Wretched villages no longer appealing to livelihoods; fields that no longer grow; stumps left of forests, saluting the hot of the sun, extreme weather conditions like strong winds that blow down people’s homes in addition to socio-economic dilemmas such as increased scarcity of wood-fuel and water shortages from prolonged dry spells.
Plague number two: October 2009, in the Eastern district of Bududa. Mudslide buries over 2000 people in 2 villages inhibiting the slopes of mountain Elgon, a tragedy that left over 3000 people destitute, homeless and bereaved.
The government was forced to declare a public holiday for Ugandans to mourn those who perished in the landslide. Climate Alert’s quickly casted the disaster to the “list of the deadliest mudslides of all times.”
The menace was linked to rampant deforestation of the steep slopes for wood-fuel production and farming space. When torrential rains resulting from the changing weather patterns hit the bare mountain slope, it fell apart upon the villages.
National Environmental Management Authority (NEMA) sent outcries to the public to conserve forests. The local watchdog had noticed the size of forest cover had declined over time in an alarming rate. It was estimated that there was an annual forest loss of 88,638 hectares per year from 1990-2005nationwide corresponding to pressure to provide livelihoods and economic benefits.
International watchdogs also barked. World Bank Group in partnership with Korea Green Growth Partnership published a 60 paged document, Promoting Green Urban Development in African Cities with critical concerns that Urban Africa has seriously lost much of its green vegetation.
Focusing on Uganda, former public spaces and parks in Kampala and other towns have been mysteriously converted into other urban uses such as erection of tall buildings.
Another plague was brought to light more recently during the Paris Climate summit.

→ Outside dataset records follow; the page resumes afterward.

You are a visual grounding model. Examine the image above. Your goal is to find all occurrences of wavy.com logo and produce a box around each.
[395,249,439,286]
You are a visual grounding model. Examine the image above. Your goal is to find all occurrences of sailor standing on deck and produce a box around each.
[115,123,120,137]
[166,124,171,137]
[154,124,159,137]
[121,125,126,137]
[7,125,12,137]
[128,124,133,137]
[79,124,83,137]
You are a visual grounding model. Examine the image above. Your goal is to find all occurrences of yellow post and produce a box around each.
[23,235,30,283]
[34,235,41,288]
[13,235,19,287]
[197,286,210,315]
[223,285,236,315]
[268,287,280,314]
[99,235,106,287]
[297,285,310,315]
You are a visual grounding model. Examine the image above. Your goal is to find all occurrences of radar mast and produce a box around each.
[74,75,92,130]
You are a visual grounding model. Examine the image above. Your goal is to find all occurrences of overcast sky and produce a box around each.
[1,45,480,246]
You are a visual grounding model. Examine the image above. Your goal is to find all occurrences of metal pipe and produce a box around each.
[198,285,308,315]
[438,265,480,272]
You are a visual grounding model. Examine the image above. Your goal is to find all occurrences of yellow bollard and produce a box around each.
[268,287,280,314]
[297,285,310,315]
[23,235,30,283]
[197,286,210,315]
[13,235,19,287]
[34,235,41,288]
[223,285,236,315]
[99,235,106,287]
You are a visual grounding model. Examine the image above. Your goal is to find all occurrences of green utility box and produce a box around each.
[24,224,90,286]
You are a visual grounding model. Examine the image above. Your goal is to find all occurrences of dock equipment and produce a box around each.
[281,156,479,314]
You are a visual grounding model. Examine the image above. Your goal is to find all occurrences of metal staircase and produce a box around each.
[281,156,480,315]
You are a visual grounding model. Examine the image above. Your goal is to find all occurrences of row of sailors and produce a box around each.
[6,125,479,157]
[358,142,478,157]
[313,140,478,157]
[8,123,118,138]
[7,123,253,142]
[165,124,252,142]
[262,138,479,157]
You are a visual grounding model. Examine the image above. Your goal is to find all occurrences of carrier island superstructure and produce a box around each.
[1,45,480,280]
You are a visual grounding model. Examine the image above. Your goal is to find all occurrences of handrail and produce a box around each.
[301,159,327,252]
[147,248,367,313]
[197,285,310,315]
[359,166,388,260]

Moments of silence shifted to live images of the receding snowline at two summits of Uganda’s Rwenzori Mountains: Margherita and Edward.
The images, beamed into the summit by a team of seasoned mountaineers on location atop the Rwenzori, helped cover the melting glaciers as a consequence of warming planet.
Among the images streamed through at the summit included an expanse of the mountains’ vegetation that was razed by a wild fire late 2014 that lasted almost a week, following a spell of close to a month without rainfall on the mountains that are also a UNESCO heritage site.
“The Rwenzoris are known to experience heavy rainfall at least twice every week, and long spells without rain on the mountains are a stark indicator of the effects of climate change,” says Tim Jarvis, the ambassador of World Wide Fund for Nature, Australia, and leader of the four-man crew of mountaineers who streamed live to the summit from the Rwenzoris.
This is the heavy price we are paying encroaching the nature. If we want a greener future for the generation to come, it is important we combat climate change from its roots. This would render cutting down all various fossil consumption of all sorts and focusing on renewable energy investment.
A greener country and a brighter future will lean on the raptures of renewable energy miracles, a trance that will break the bondage of carbon dioxide karma, as a contribution to the united effort to achieve the major goal of an agreement reached last year in Paris—to stop climate change and keep the temperature increase below 1.5 degrees.
Such huge efforts to heal the country mean small, small contributions. Works will need to be focused activities like conservation and enhancement of forest landscapes, reclaiming waste lands hence restoring biodiversity; livelihoods, and economic opportunities which they support.
Doing, one of the most pertinent goals of Paris climate summit, “Pledging to create one new ecosystem for every ecosystem destroyed by climate change,” will be deliberately met to avoid more unknown plagues.